How to Read, Understand and Learn KDB/Q code
In my previous blog post, I shared my favourite Go-To KDB/Q Learning Resources to help you to get started. However, as you dive deeper into the KDB/Q programming language and you begin to read and review other's code you might experience a slight sense of overwhelm. Two main characteristics of KDB/Q, namely its terseness and and its left-of-right evaluation order (KDB/Q expressions are evaluated left-of-right which equates to expressions are evaluated right-to-left), can pose initial challenges for new KDB/Q developers. It's important to overcome these hurdles and become familiar with these features as you progress.
When you start looking at other's KDB/Q code for the first time, it can be akin to a five-year-old attempting to independently assemnle the gigantic Lego Millenium Falcon immediately after learning how to connect just two Lego pieces. The experience can be overwhelming, leaving you unsure where to start. The image below serves as an illustration of the described sensation.
When you assess your current knowledge in relation to the task at hand, you might perceive it as inadequate and insufficient.
Nevertheless, if we deconstruct the code into smaller components and methodically examine it step by step, expression by expression, we often come to realize that the code we're grappling with may not always be as daunting as initially presumed.

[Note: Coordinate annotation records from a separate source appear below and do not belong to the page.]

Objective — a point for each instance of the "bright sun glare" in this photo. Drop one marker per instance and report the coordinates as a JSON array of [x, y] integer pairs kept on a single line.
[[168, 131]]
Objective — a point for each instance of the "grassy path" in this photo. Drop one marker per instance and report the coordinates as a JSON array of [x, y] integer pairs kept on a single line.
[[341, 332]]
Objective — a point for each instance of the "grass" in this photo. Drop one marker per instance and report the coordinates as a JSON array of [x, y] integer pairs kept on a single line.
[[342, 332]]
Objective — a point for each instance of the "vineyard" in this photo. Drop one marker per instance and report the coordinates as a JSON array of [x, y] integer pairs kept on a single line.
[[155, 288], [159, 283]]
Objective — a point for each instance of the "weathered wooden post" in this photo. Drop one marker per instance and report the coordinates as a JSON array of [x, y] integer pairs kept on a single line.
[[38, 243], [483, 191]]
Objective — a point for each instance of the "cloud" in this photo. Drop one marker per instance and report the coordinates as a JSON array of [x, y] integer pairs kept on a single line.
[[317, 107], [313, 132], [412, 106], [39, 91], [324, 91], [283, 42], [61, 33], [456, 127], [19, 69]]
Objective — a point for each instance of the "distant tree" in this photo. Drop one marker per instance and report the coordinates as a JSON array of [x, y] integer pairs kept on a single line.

Dividing code into smaller components
That's precisely the method we'll employ in this blog post. We'll dissect a line of KDB/Q code that could appear complex initially - maybe we won't even grasp its purpose at first glance. However, by breaking it down into small, discrete expressions and evaluating them sequentially, we'll unravel its underlying logic and functionality.
We are accomplishing this by examining a fascinating pattern introduced by Stephen Taylor, the KX Librarian, as outlined in this post. Take a glance at the code provided below and take a moment to make an educated guess about its purpose.
q){x{y _ x}/1 -1*(1 reverse\" "<>x)?'1b}" Trim the spaces. "
Solution here
Did you guess right? The anonymous function (or lambda) trims all the spaces before and after the text. The 1 function\input
pattern applies a function and not applies it
q){x{y _ x}/1 -1*(1 reverse\" "<>x)?'1b}" Trim the spaces. "
"Trim the spaces."
It's quite surprising how much can be achieved with such little code, isn't it? Now, let's break it down methodically, taking each component into careful consideration.
Remember, KDB/Q is evaluated left-of-right, meaning we have to read our code right-to-left.
The first code section we examine is the following.
(expression)?'1b
The '?' operator, along with the '!' operator, arguably possesses the greatest number of overloads among KDB/Q operators. In this specific context, the '?' operator functions as a 'find' operation.
Let's look at an example. Suppose we have a list of integers and we would like to find the index at which that element occurs. We can do this the following way:
Indexing starts at 0 in KDB/Q
q)10 5 4 3 2?3 // 3 occurs at the 4th position in the list
3
?
find only returns the first index of the elemnt you are searching for
q)10 5 4 3 2 3?3
3
q)
It's strongly advised to have the KX reference card readily available, particularly when you're starting your KDB/Q journey and are still becoming acquainted with various operators, their overloads, and functionalities.
The power of Iterators and their applications
The '
operator exemplifies another unique concept within KDB/Q, which is the concept of iterators. Iterators can be described as functions that take values as arguments and generate new functions that apply those values repetitively. In this specific instance, the '
operator signifies "each" and applies a value item-by-item to a dictionary, list, or conforming combinations of lists and dictionaries.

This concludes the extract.